Is Spotlight a filesystem-level addition or a userland process that indexes files as they change? If it's the latter, I'm not so sure it's worth it for my organized self...
i'm going to take a little guess here and there but someone could correct me if i'm wrong..
it's a userland application daemon that recieves an event if a file on the filesystem changes. spotlight grabs said file information, if there's a plugin to handle said filetype, data is fed through plugin, and input into a database... you click spotlight icon, type search, database is accessed.
By slow, I meant it's slower than it "could be." If it were in-kernel or even built into the filesystem (the way ext3 is ext2 with journalling added), it would be much faster.
By slow, I meant it's slower than it "could be." If it were in-kernel or even built into the filesystem (the way ext3 is ext2 with journalling added), it would be much faster.
By slow, I meant it's slower than it "could be." If it were in-kernel or even built into the filesystem (the way ext3 is ext2 with journalling added), it would be much faster.

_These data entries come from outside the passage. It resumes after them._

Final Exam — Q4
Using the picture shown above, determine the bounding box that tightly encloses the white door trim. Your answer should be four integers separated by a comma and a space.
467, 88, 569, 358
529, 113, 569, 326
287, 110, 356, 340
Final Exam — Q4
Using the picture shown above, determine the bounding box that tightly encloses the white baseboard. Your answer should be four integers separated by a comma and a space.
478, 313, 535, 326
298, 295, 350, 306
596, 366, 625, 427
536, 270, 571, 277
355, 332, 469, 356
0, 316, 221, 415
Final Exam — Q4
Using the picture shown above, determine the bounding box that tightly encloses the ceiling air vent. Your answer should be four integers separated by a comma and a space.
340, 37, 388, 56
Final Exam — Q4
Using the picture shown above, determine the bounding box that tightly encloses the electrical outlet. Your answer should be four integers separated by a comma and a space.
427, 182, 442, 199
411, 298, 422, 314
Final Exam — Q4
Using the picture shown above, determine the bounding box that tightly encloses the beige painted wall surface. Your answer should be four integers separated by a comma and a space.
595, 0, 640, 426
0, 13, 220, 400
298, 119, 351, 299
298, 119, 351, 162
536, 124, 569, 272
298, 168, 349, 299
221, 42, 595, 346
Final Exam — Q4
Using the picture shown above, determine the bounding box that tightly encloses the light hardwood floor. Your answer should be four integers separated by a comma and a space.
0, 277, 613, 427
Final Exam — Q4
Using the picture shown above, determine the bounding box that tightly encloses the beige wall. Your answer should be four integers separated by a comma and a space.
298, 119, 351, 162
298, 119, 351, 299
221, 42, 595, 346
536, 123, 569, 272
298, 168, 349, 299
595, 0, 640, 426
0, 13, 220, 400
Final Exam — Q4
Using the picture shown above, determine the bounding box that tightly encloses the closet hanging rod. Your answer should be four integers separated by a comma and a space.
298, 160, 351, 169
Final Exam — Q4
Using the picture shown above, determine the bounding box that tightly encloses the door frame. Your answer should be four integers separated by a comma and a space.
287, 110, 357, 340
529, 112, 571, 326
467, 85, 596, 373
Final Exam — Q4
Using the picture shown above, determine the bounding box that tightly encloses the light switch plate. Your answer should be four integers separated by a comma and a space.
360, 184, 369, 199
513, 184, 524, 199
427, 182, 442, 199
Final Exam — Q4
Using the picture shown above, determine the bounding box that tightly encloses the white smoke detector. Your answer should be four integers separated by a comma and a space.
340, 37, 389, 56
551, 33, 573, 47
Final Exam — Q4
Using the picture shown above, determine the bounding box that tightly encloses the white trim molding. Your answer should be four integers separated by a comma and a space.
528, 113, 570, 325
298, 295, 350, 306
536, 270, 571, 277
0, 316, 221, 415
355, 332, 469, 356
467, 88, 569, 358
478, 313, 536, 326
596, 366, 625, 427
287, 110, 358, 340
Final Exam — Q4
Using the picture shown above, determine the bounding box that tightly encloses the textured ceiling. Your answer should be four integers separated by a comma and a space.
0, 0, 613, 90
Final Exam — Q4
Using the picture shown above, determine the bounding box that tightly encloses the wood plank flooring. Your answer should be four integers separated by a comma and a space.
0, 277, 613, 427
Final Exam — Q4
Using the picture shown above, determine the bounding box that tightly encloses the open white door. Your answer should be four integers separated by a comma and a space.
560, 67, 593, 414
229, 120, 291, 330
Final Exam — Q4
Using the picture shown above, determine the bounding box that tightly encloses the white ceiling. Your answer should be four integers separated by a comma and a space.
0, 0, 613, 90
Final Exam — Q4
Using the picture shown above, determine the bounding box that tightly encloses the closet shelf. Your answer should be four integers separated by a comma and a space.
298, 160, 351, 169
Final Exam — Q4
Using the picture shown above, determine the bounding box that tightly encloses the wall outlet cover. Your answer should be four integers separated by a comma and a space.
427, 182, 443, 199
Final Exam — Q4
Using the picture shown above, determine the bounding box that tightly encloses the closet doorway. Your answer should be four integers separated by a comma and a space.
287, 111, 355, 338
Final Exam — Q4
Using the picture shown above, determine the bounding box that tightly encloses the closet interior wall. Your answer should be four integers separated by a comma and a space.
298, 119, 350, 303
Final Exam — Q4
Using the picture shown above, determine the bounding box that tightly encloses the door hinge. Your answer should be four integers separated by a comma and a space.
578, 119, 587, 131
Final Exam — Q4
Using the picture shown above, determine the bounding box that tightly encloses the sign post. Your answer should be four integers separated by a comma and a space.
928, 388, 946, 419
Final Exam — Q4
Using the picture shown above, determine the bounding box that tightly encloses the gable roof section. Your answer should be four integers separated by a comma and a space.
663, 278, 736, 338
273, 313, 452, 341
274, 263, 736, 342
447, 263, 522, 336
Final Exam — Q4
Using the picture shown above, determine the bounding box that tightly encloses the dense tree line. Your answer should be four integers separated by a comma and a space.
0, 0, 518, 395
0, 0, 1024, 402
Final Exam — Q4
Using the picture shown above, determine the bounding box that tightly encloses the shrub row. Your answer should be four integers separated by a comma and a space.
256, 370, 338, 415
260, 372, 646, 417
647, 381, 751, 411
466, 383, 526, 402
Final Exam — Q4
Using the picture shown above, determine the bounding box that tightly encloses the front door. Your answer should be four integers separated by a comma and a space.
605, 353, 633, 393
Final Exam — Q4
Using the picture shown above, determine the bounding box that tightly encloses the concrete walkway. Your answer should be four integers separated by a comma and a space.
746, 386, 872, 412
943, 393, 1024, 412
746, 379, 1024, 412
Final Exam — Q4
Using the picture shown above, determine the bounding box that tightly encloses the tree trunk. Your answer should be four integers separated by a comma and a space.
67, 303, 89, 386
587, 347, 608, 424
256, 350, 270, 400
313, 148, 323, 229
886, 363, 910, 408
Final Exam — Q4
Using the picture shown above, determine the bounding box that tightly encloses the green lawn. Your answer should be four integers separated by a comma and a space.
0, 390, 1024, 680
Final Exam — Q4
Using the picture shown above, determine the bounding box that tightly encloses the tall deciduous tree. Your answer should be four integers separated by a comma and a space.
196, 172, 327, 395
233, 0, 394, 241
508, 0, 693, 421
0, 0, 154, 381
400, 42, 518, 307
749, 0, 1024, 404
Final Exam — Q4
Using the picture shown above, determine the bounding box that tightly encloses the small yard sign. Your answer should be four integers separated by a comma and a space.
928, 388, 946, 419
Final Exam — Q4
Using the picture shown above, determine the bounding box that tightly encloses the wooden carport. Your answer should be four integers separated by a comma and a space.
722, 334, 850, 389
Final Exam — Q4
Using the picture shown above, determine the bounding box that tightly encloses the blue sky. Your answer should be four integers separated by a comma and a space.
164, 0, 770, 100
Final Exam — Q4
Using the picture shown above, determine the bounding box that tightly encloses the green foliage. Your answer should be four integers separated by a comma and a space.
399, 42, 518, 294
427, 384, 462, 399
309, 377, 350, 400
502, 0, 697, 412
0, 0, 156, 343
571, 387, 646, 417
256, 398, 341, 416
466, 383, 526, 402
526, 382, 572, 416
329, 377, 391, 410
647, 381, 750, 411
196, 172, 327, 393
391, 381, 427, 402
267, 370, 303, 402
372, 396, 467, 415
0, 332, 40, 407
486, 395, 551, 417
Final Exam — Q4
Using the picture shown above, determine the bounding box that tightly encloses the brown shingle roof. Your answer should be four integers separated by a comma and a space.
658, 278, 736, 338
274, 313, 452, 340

This simply is not true! Kernel code does not run faster than non-kernel code. The hooks in the filesystem to detect when new files are created and existing files are modified are in the filesystem (which is not in the kernel, but in a VFS plugin). The dameon is in userland and gets called by the VFS HFS+ plugin.
This is a better solution than a hard coded kernel component as it is more secure (if there is a security problem with the Spotlight indexer it cannot compromise the kernel), is more stable (if the indexer hangs or crashes it does not take out the whole machine) and is extensible which is very important (so your favourite developers can expose their proprietary files to the indexer). The second and third points go hand in hand as if this was running as part of the kernel process then any developer could have code running as the kernel process simply by providing a meta-data importer!